Let me start with the performance use case. This is one where the customer wants extreme performance out of their flash storage system and most of the data management features therefore run on the host on the application tier. We have the EF-Series platforms able to do that. I was in India a couple weeks ago and we met with one of the largest public-sector banks. In India, credit is not available to the vast majority of people. The percentage of people who have bank accounts is actually fairly limited and so there are lots of prepaid debit cards and things like that that enable people who don't have bank accounts to get access to credit. One of the things that creates challenges in the Indian economy therefore is fraud and credit checking.

Prior to us working with this bank, their fraud detection and fraud monitoring systems were all non-real-time, meaning they had a system that would accept transactions from the merchants and then they had a separate analytics engine that would run analytics at the end of the day against those transactions and notify merchants about fraudulent transactions. That's complicated in a country like India where merchants' lines of credit are very small.
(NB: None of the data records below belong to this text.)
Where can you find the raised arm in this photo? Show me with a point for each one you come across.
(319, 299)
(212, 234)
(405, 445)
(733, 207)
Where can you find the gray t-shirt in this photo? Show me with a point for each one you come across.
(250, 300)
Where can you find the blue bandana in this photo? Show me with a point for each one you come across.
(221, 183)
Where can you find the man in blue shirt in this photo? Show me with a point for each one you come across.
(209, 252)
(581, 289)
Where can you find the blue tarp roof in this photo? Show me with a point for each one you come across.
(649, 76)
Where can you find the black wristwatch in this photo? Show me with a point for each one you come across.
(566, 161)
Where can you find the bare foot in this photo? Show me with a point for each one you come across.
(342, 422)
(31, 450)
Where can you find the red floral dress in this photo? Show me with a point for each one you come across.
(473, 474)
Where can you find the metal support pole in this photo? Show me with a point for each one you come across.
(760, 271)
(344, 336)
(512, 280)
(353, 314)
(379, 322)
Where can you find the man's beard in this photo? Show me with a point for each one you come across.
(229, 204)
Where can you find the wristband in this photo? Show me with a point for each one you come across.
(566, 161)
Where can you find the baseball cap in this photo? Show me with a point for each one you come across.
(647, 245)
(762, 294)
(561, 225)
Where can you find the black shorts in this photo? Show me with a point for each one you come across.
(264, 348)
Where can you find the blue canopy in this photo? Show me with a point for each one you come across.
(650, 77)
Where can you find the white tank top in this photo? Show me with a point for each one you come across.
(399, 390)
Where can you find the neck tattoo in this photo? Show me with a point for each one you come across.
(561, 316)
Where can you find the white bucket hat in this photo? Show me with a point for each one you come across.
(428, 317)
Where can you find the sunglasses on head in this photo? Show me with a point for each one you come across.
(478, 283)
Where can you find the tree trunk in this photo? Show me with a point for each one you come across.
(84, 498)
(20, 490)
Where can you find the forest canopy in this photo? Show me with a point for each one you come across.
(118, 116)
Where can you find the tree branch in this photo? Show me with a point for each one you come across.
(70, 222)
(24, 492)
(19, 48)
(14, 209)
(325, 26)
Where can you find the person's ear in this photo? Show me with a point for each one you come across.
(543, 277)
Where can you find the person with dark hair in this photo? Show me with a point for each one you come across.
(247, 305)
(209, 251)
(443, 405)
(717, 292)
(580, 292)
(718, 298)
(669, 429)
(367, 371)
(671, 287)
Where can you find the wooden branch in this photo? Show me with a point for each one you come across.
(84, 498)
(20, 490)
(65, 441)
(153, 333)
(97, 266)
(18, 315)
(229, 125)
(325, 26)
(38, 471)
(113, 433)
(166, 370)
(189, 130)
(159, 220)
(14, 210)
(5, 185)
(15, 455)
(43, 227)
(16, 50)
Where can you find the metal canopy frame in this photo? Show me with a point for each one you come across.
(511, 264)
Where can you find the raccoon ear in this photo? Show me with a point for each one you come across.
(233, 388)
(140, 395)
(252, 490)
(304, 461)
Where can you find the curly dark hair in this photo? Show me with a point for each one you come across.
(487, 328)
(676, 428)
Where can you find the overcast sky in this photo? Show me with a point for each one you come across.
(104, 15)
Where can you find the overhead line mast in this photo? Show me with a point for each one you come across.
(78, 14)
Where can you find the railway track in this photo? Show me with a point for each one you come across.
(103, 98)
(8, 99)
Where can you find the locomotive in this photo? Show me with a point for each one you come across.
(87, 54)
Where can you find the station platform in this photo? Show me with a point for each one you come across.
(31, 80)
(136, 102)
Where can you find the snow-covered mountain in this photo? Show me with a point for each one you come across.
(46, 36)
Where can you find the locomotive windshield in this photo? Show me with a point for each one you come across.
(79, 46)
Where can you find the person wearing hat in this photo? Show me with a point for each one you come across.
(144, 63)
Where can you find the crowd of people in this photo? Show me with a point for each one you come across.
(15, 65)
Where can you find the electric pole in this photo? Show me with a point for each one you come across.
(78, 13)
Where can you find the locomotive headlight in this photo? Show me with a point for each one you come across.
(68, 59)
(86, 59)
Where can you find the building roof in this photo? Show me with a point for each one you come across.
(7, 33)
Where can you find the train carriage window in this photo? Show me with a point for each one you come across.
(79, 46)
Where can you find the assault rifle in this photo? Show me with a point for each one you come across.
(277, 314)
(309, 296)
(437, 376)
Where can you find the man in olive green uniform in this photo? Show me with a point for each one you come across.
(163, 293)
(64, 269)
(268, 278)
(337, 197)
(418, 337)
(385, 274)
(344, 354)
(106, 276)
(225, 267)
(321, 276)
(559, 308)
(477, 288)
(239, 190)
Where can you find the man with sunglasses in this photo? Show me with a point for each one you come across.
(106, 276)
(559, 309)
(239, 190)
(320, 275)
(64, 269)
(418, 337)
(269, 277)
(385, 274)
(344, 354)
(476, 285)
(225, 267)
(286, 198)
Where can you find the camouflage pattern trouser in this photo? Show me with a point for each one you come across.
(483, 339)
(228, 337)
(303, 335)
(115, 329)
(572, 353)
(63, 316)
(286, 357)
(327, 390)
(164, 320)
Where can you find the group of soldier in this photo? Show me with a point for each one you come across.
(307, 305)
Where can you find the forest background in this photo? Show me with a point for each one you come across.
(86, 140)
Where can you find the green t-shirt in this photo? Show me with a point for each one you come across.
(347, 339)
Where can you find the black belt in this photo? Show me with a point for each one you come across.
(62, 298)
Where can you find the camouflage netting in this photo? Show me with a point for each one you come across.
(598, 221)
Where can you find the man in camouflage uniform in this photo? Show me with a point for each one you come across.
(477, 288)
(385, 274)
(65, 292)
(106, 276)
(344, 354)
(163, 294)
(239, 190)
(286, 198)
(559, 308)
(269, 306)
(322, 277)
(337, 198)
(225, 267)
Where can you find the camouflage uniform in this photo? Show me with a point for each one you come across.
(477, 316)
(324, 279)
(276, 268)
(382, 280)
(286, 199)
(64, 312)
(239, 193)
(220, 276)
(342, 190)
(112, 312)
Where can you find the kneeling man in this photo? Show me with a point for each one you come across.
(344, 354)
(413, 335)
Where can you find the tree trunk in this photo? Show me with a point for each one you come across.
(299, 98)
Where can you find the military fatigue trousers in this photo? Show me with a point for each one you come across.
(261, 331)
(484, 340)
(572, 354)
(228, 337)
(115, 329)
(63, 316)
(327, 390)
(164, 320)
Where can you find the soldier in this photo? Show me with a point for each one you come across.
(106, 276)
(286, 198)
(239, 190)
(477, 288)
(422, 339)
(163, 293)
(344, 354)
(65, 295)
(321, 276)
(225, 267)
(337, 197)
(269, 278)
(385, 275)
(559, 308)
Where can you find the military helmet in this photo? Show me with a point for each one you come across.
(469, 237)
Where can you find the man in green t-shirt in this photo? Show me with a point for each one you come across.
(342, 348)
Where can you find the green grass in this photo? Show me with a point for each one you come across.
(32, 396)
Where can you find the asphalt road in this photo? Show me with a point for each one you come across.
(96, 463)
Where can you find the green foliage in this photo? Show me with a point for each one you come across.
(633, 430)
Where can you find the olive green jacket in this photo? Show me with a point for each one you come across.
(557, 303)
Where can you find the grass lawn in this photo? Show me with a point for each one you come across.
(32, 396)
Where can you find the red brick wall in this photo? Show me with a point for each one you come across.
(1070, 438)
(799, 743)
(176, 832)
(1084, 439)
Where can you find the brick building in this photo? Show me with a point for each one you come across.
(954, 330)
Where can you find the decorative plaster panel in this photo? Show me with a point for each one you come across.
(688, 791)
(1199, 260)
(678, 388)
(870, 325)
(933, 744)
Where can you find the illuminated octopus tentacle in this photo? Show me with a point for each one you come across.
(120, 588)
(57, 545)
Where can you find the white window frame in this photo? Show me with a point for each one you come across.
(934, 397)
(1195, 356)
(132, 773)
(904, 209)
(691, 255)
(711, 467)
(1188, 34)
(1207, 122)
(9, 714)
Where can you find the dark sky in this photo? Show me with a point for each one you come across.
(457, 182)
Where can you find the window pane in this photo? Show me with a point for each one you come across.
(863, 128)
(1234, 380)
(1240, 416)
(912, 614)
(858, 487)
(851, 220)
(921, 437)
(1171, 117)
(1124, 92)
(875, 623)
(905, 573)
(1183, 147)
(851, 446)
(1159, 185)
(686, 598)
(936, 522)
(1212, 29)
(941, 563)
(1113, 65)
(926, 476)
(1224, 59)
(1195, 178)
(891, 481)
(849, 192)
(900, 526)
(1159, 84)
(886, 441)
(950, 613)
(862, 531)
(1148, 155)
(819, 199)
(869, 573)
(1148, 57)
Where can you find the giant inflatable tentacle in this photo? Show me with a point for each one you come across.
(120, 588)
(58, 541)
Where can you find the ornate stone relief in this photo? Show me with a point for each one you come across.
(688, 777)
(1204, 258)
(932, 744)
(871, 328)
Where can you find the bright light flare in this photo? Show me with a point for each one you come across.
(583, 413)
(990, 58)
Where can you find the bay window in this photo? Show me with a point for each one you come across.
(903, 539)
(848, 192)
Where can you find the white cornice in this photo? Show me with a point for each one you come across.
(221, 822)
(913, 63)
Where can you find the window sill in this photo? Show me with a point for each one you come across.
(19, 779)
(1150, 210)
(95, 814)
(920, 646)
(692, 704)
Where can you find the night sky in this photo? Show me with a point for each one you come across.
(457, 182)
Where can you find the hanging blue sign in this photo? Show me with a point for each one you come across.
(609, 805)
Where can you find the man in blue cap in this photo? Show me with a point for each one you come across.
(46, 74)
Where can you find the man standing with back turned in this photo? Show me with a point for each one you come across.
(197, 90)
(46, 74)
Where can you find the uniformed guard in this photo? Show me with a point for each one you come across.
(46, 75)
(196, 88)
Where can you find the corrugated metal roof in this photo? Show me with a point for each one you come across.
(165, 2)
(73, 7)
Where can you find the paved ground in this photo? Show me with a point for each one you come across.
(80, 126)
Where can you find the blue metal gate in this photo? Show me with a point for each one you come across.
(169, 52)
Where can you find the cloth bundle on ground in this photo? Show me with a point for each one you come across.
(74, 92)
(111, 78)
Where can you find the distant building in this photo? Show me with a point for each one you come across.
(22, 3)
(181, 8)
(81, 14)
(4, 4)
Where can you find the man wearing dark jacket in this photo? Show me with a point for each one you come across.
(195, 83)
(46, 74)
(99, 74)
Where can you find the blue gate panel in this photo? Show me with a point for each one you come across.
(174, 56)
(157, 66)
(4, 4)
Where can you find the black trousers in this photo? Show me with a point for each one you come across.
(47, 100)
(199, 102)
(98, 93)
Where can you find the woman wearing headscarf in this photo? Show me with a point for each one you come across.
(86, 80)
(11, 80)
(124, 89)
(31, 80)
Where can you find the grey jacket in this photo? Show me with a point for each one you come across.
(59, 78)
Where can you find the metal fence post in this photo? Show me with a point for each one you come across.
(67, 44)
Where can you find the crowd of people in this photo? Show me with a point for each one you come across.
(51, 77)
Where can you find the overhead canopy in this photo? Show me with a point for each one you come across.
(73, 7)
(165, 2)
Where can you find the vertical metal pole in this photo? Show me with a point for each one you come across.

We worked with this bank to enable a world-class, real-time fraud detection system combining high-performance transaction processing with real-time analytics. Now, rather than wait for the end of day, as soon as the [fraudulent] transaction is detected, it is automatically rejected.

The second example is where people want to build a tier of flash, for example, within a private cloud architecture. They want to build a private cloud that is a combination of virtualized computing, a range of different applications and consequently a range of different datasets. Those could include extreme performance environments, mixed workload environments and archival.

In the core of the data center we think that the right way to use flash is combining all flash configurations with hybrid flash, disk and the cloud and allowing seamless data management across all those tiers rather than have wasted flash-only silos. We would like to combine all three of them. That’s where the All Flash FAS product is targeted.

All Flash FAS has been on a very strong ramp once we introduced 8.3 and 8.3.1 versions of our software that improved the performance and efficiency of those systems. It provides what we believe is the only enterprise flash solution that combines the performance and efficiency of flash with the mature feature sets of Data ONTAP.

Finally, for new workloads that are emerging, for example, some types of analytic workloads, we are developing the next-generation flash technology called Flash Array and you’ll hear more about it as we bring that to market.